Hacker News new | past | comments | ask | show | jobs | submit login
Parallelism in one line (medium.com/building-things-on-the-intern...)
142 points by adamnemecek on Jan 26, 2014 | hide | past | favorite | 31 comments



The trouble with Pool.map is that the function you pass in has to be picklable, i.e. defined at the top level in the module you are currently in.

So you can't use it in interactive sessions:

  In [1]: import multiprocessing
  In [2]: pool = multiprocessing.Pool(8)
  In [3]: def hello(x):
  ....:     return x+1
  ....:
  In [5]: stuff = range(10)
  In [4]: pool.map(hello, stuff)
  # cryptic errors
You also can't use it with lambdas or functions defined within functions; suppose I put this in test.py:

  import multiprocessing
  def run_stuff():
      pool = multiprocessing.Pool(8)
        def hello(x):
          return x+1
      stuff = range(10)
      return pool.map(hello, stuff)

  print(run_stuff())
... I get the same errors.

This is sad because pool.map seems to be faster than anything I have written myself which might replace it without the above limitations. Unless someone out there has done better than me? :)


It works on the REPL as long as you create the pool after the function has been defined:

    >>> import multiprocessing
    >>> def hello(x):
    ...   return x + 1
    ... 
    >>> pool = multiprocessing.Pool(8)
    >>> pool.map(hello, range(10))
    [1, 2, 3, 4, 5, 6, 7, 8, 9, 10]
It looks like the pool takes a peek at the module during instantiation.
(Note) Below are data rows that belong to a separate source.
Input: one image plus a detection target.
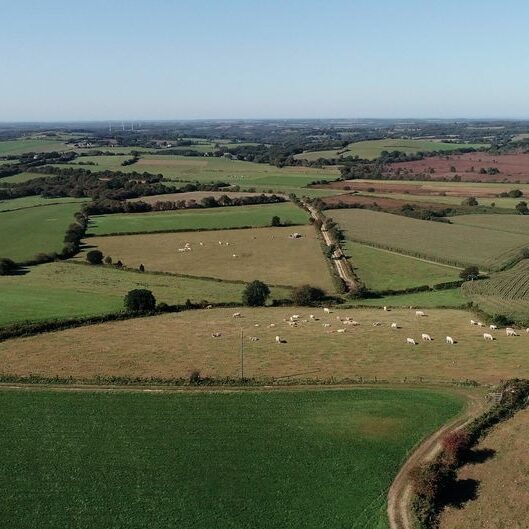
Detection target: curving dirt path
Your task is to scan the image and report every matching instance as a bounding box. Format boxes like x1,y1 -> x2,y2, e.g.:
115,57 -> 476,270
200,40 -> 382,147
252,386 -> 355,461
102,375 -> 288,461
387,393 -> 486,529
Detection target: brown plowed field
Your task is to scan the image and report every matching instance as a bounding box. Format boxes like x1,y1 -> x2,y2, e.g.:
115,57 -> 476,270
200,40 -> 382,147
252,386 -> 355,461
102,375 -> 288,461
385,152 -> 529,182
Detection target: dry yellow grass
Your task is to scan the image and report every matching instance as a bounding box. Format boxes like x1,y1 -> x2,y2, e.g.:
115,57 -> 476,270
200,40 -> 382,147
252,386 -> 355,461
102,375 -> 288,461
4,308 -> 529,383
82,226 -> 333,292
441,409 -> 529,529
Maybe could be worked around by having a lazy pool that only inspects when you call map.


(Firstly, holy moly, something I wrote is on the front page of Hacker News!? I couldn't figure out why I was suddenly getting twitter messages on my otherwise dormant account.)

Yeah, the requirement that things be picklable in order to send to another process is one of the worst parts of Python in my opinion. I can write the bulk of my code without running into the limitation, but when I do hit it? Holy crap. Rage.

The only work around I've found, which isn't really a work around at all, is throwing out the idea of small, side effect free functions. By which I mean, give the process everything it needs to get the resources on "its" side (thus avoiding the pickling), and then let it process stuff until it's gotten back to some serializable base object that it can finally return. Not ideal, but that's how I generally work around it.

There's also `multiprocessing.Array` and `Value` which avoid the pickle requirement completely, as they're shared memory, but limit you to very base datatypes. Really only good if your operating on some homogeneous array (which for me isn't too often).


Define the function you're passing to the pool before you create the pool, and make sure you use an 'if __name__ == "__main__: main()" line at the end if you're writing a script, since it needs to be importable.

If functions within functions are not supported I don't see the problem, because the thing with multiprocessing is that you need to be conscious of what you're passing between processes, so explicitly passing everything as arguments or through an initializer is the way to go.


A solution to the irritating pickling behaviour of multiprocessing.Pool is to use Pathos.multiprocessing https://github.com/uqfoundation/pathos


I realize this is useful for cpu-bound computations; but for network-bound here is a REAL two-liner that will instantly make your program concurrent (not parallel):

    from gevent import monkey
    monkey.patch_all()
This is a lot lighter than processes. You can combine the two- use gevent to handle network, and then multiprocessing to handle cpu stuff!


There's even a gevented version of requests called grequests.

The only thing about gevent is that the docs kind of suck, but their apis are pretty intuitive and the code itself is well documented.


I've heard that using gevent with multiprocessing can cause problems, is that still the case?


I've used gevent in multiprocess situations, and it worked just fine. I did rig up my own gevent-based IPC, though. Just create a socketpair before forking, and attach some JSON-RPC (or protobuf/msgpack/etc) endpoints after.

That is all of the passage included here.